The Case of the Left-Handed Lady: An Enola Holmes Mystery Page 9
I felt disinclined to get up and go to work. And one would think I could have lain abed, for the terms of Miss Meshle’s employment with Dr. Ragostin were exceedingly lenient – yet I could not sleep through the morning in my own lodging without exciting the curiosity of my landlady.
“Miss Meshle!” Mrs. Tupper rapped on the door.
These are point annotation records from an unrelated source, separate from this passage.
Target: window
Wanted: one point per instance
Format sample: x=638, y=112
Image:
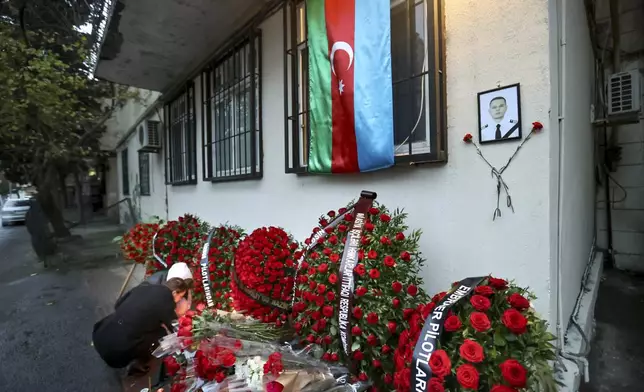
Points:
x=144, y=173
x=125, y=172
x=232, y=114
x=181, y=139
x=418, y=83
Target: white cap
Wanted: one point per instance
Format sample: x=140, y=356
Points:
x=179, y=270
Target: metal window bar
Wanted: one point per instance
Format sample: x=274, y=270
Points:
x=427, y=142
x=144, y=173
x=233, y=113
x=126, y=172
x=181, y=157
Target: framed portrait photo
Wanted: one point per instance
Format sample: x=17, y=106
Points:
x=500, y=114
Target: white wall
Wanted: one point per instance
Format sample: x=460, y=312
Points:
x=452, y=204
x=572, y=154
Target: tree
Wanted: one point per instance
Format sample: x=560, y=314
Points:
x=52, y=112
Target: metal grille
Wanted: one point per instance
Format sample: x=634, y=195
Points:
x=144, y=173
x=125, y=172
x=153, y=133
x=418, y=82
x=232, y=113
x=181, y=157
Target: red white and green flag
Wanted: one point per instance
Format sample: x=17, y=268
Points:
x=351, y=104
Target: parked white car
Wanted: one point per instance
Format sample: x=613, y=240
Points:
x=14, y=211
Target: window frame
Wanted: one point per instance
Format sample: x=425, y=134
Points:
x=435, y=94
x=189, y=121
x=147, y=189
x=125, y=172
x=248, y=82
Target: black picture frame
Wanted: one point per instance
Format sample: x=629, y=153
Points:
x=509, y=127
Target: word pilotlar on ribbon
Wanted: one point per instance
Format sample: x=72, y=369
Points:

“Ye gods!” I muttered naughtily to myself before I called aloud, “I’m awake!”
“Eh? Are you up?”
“Yes! Thank you! Mrs. Tupper!”
Of course it would be blood pudding that morning for breakfast. I loathe blood pudding. On that and other accounts, Miss Meshle reported to work in an ungracious frame of mind.
Yesterday (perhaps fortunately) there had been no time for me to think about my brother Sherlock, but now I realised the danger he presented, as he knew so much more than he should.
As evidenced in IVY MEET ME STEPS BRITISH MUSEUM, he knew my assumed name.
He knew, Doctor Watson had said, that I had money.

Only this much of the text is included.